『ノーライフキング』(新潮社) いとうせいこう/著

いろんなことがちょっとずつ駄目になる。
そんなひどい状況のなかで、ましなエンディングは待っていないのに、工夫をしてそこに一太刀加えたり、うまい妥協点を見出していく。『ノーライフキング』をはじめて読んだのは中学生のときで、子供たちがもがいて、それでもクールにコーヒーを飲んで世界に立ち向かうその姿のことをはっきりと覚えています。

この本を読んだころ、習いごとの帰り道、暗くなると紫色のスポットを当ててこちらを圧迫してくる太い鉄塔に怯えていました。川沿いのプレハブの工場の蛍光灯の下からこっちをじっと見る、左袖だけまっくろになった白髪の男がすごくいやでした。いろんな種類の小鉢を出す安い食堂で、プラスチックの器のなかで肉豆腐の茶色いおつゆに油が白く固まって点々になっているのにげんなりしました。自分の将来はもっとスマートでクリーンな仕事につきたいと思った。
全体的に汚いものに背中を押されて、大学を卒業したあと、大手衣料販売メーカーに入社しました。外資企業のように清潔で白っぽくはありませんでしたが、それでも周りの友人はうらやんだし、ほとんどの領収書は経理まで素通りして現金になって手元に戻ってきました。扱っているブランドの名前で寄ってくる女性もいて、そういう人はだいたいその日にやらせてくれた。

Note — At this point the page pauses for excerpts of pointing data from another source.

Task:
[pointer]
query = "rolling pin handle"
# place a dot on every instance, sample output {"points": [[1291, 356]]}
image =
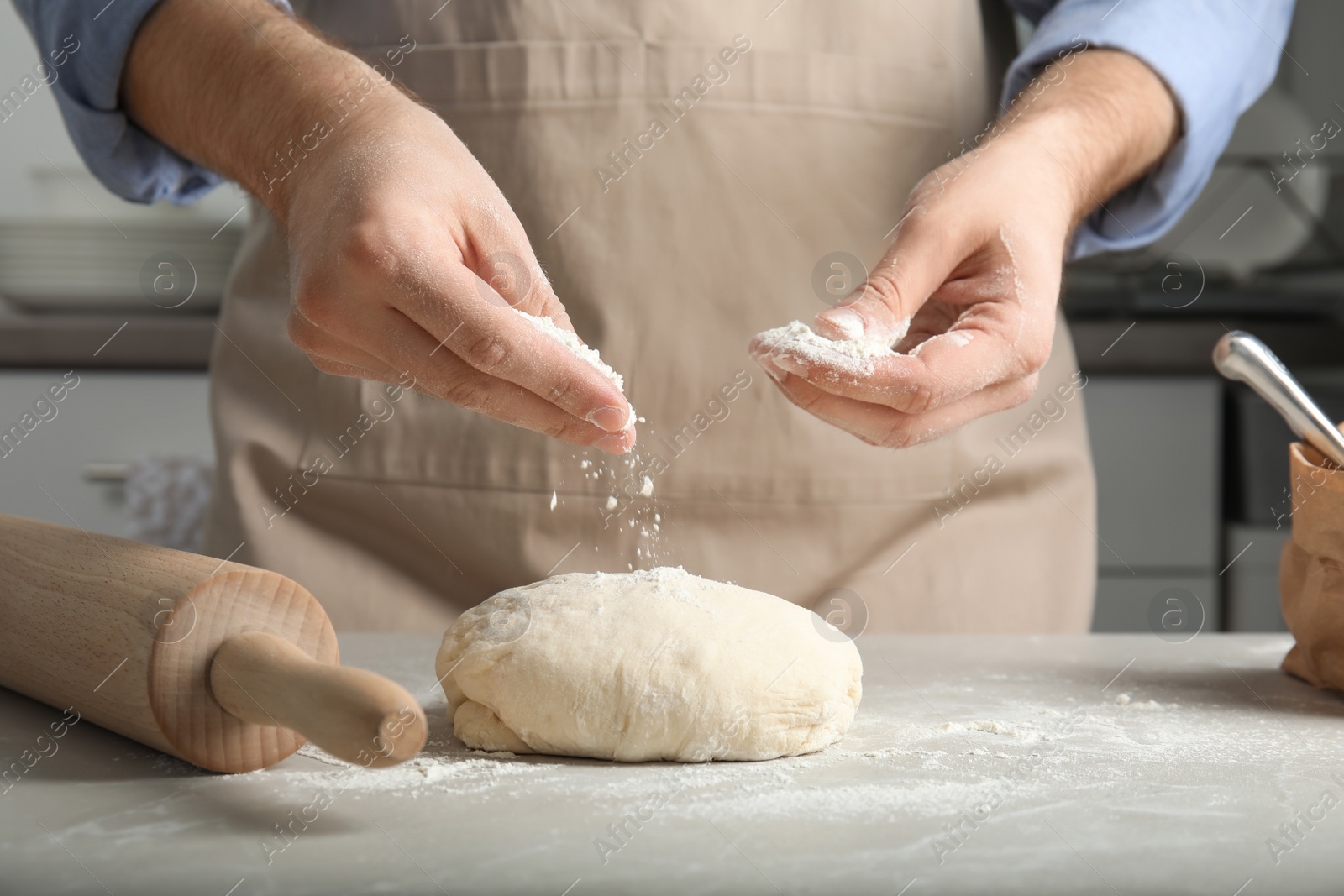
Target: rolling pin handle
{"points": [[353, 714]]}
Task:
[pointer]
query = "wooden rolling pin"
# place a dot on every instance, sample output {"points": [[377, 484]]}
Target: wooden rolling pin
{"points": [[225, 665]]}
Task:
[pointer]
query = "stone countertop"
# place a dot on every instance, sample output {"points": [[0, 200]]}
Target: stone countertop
{"points": [[1010, 765]]}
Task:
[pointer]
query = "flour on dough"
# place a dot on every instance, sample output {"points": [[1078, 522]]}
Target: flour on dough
{"points": [[647, 665]]}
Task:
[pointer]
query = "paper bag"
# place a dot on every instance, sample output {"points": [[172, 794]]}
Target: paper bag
{"points": [[1310, 573]]}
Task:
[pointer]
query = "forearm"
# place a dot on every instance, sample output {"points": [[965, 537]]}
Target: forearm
{"points": [[1101, 118], [244, 89]]}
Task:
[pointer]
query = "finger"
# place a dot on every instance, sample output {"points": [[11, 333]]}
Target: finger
{"points": [[447, 376], [942, 369], [884, 426], [924, 255], [338, 369], [506, 344], [504, 259]]}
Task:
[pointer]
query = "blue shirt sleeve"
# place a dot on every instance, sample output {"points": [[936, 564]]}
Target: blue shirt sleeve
{"points": [[84, 46], [1215, 56]]}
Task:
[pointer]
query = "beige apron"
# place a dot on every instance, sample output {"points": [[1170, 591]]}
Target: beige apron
{"points": [[692, 241]]}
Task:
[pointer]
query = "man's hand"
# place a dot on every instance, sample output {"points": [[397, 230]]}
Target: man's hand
{"points": [[976, 262], [405, 257]]}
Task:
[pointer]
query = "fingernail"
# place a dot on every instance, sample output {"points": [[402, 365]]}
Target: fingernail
{"points": [[609, 418], [846, 320], [612, 443], [790, 364], [772, 369]]}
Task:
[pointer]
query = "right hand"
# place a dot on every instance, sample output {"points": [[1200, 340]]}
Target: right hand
{"points": [[407, 258]]}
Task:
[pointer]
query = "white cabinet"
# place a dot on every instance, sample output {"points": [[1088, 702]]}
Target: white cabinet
{"points": [[108, 417]]}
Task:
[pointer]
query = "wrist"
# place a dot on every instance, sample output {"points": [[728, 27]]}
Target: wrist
{"points": [[1102, 121]]}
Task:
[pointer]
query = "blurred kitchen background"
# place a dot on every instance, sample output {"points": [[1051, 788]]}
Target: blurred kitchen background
{"points": [[1193, 472]]}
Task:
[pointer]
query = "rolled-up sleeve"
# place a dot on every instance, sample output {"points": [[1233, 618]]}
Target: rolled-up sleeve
{"points": [[1215, 55], [84, 49]]}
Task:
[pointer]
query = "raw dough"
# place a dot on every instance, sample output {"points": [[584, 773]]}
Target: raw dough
{"points": [[647, 665]]}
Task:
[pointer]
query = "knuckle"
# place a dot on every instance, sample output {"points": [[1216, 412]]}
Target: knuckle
{"points": [[488, 352], [882, 284], [464, 391], [920, 399], [898, 436], [306, 338], [1034, 356], [367, 248], [315, 307]]}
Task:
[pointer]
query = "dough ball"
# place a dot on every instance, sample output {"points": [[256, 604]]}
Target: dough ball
{"points": [[647, 665]]}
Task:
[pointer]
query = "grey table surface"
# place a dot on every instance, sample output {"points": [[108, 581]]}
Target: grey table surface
{"points": [[1011, 765]]}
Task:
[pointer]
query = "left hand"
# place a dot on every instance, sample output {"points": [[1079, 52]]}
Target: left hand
{"points": [[976, 262], [974, 269]]}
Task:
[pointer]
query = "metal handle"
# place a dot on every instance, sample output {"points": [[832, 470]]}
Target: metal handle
{"points": [[1241, 356]]}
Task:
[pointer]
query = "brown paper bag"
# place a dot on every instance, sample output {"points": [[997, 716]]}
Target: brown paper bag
{"points": [[1310, 573]]}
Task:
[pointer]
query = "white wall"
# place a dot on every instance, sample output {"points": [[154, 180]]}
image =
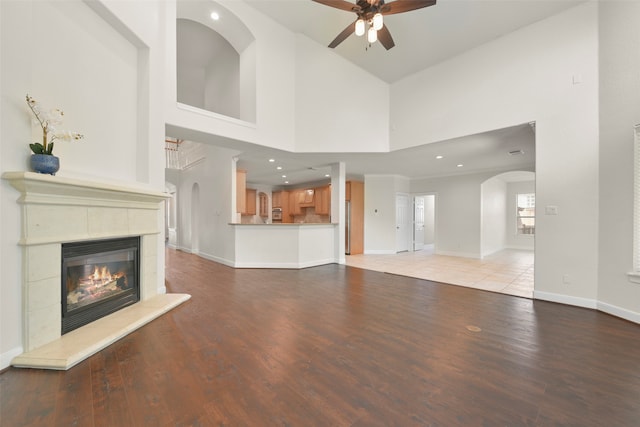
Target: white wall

『ノーライフキング』を読んで教訓として得たのは何かが駄目になっていく中でこそ、ほんとうのお話はかちりと音を立てて進みだすものなのだ、ということでした。破滅することがわかっていても行動する、という姿勢や考えかたが100年前も100年後も”物語”として機能するのだと思います。
いまフリーランスの立場になってようやく自分のお話が動き出しました。

これから先もいろんなことがちょっとずつ駄目になっていくのを予感します。自分の左袖が思っていたよりも黒ずんでいることも。不思議といまはそれがうれしいのです。